My first book, The English System: Quarantine, Immigration and the Making of a Port Sanitary Zone, was published by Manchester University Press in 2014. The book has been shortlisted for the Royal Historical Society Whitfield Prize for best first book published in 2014 on a British or Irish history subject.
My new project takes my interests in ideas about perceived and real dangers, borders and category making, to Australia. Focusing on the dangerous native animals of Australia, I place Europeans in the penal colonies, as well as later free settlements, within a landscape of creatures that helped to set the spatial boundaries of settlement while not not always respecting the creation of colonized space or ‘civilised’ domains.

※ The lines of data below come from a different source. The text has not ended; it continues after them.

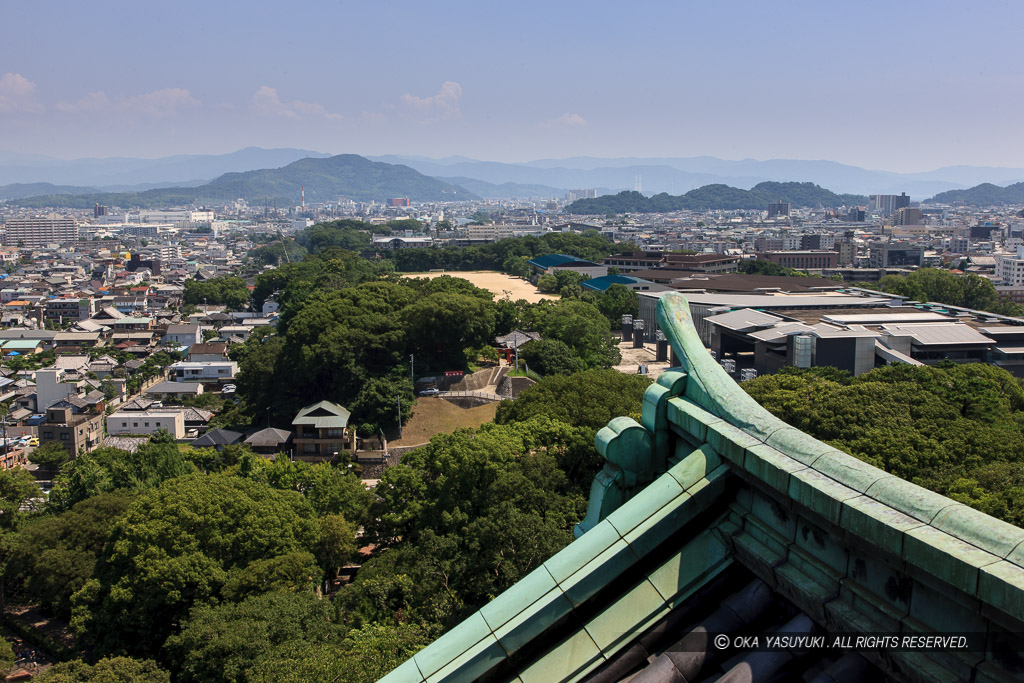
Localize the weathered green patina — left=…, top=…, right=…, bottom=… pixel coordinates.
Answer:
left=384, top=294, right=1024, bottom=683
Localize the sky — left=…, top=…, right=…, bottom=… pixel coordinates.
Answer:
left=0, top=0, right=1024, bottom=172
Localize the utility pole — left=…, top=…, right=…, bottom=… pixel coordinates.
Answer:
left=398, top=396, right=401, bottom=439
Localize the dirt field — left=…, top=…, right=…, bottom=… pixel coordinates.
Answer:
left=388, top=398, right=498, bottom=446
left=615, top=342, right=669, bottom=381
left=402, top=270, right=558, bottom=303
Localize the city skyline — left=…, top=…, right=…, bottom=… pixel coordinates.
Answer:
left=0, top=2, right=1024, bottom=172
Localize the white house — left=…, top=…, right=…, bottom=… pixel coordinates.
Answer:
left=168, top=360, right=239, bottom=382
left=106, top=410, right=185, bottom=438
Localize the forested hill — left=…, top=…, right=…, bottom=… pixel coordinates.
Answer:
left=568, top=182, right=867, bottom=214
left=12, top=155, right=478, bottom=209
left=925, top=182, right=1024, bottom=206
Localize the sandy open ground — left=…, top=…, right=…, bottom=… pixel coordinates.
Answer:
left=402, top=270, right=558, bottom=303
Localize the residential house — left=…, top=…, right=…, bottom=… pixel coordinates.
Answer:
left=188, top=342, right=227, bottom=362
left=106, top=408, right=185, bottom=438
left=163, top=324, right=203, bottom=347
left=292, top=400, right=355, bottom=462
left=39, top=400, right=103, bottom=456
left=190, top=429, right=243, bottom=451
left=168, top=360, right=239, bottom=383
left=239, top=427, right=292, bottom=459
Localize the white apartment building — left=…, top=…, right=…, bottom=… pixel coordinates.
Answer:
left=3, top=218, right=78, bottom=247
left=168, top=360, right=239, bottom=382
left=995, top=247, right=1024, bottom=287
left=106, top=410, right=185, bottom=438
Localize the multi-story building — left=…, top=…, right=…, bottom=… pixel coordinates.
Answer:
left=43, top=297, right=95, bottom=321
left=168, top=360, right=239, bottom=384
left=3, top=218, right=78, bottom=247
left=868, top=242, right=925, bottom=268
left=995, top=247, right=1024, bottom=287
left=892, top=207, right=924, bottom=225
left=867, top=193, right=910, bottom=216
left=758, top=251, right=839, bottom=270
left=839, top=241, right=857, bottom=265
left=39, top=400, right=103, bottom=456
left=292, top=400, right=355, bottom=461
left=106, top=409, right=185, bottom=438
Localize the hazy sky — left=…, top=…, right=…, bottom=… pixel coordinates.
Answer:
left=0, top=0, right=1024, bottom=171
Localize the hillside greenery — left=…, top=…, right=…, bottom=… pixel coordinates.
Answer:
left=566, top=181, right=867, bottom=215
left=859, top=268, right=1024, bottom=316
left=925, top=182, right=1024, bottom=206
left=10, top=155, right=478, bottom=209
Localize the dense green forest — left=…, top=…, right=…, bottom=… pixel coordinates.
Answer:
left=6, top=222, right=1024, bottom=683
left=567, top=181, right=867, bottom=215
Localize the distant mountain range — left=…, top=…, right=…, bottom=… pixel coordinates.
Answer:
left=927, top=182, right=1024, bottom=206
left=0, top=147, right=331, bottom=185
left=6, top=155, right=479, bottom=209
left=370, top=156, right=1024, bottom=201
left=6, top=147, right=1024, bottom=206
left=433, top=175, right=565, bottom=200
left=568, top=182, right=867, bottom=214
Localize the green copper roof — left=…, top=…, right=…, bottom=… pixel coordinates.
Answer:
left=383, top=293, right=1024, bottom=683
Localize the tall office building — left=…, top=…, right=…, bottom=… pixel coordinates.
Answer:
left=3, top=218, right=78, bottom=247
left=867, top=193, right=910, bottom=216
left=893, top=207, right=923, bottom=225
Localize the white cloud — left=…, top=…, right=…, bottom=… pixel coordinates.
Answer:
left=250, top=85, right=341, bottom=121
left=401, top=81, right=462, bottom=121
left=0, top=73, right=43, bottom=113
left=555, top=112, right=587, bottom=126
left=57, top=88, right=201, bottom=119
left=540, top=112, right=589, bottom=128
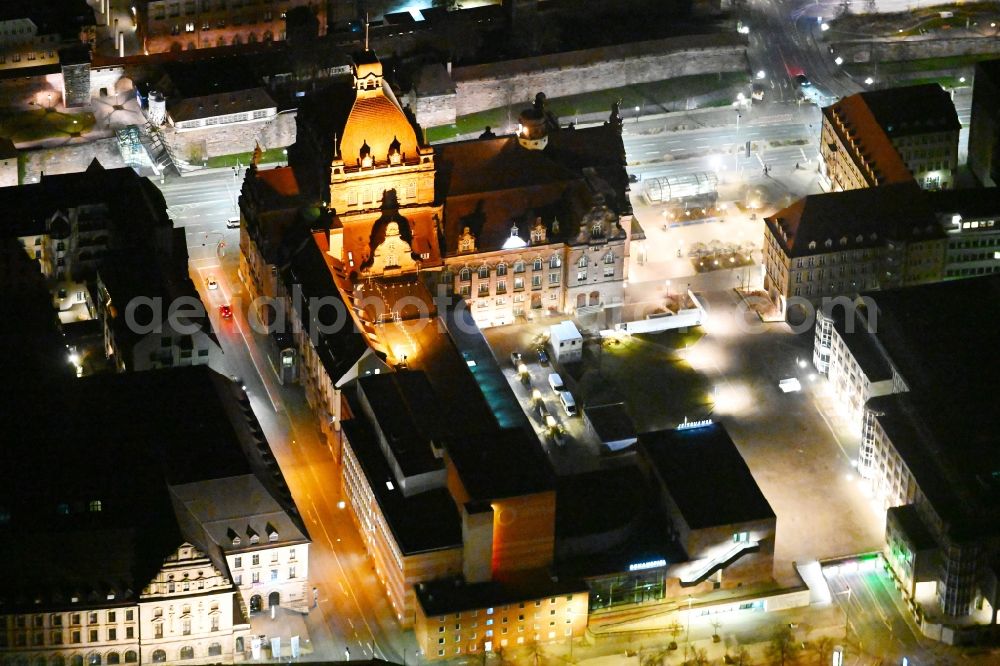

The medical and environmental concerns and consequences of these interspecies interactions were mediated and understood through local, imperial and global knowledge sharing. Yet, while I look outward in my analysis, I am also interested in the small, scuttling and slithering creatures that hid in the woodpiles and under the floors of European homes and workplaces, and lurked just beneath the surface of the water that surrounded the settlements.
I am President of the Australian and New Zealand Studies Association of North America (ANZSANA).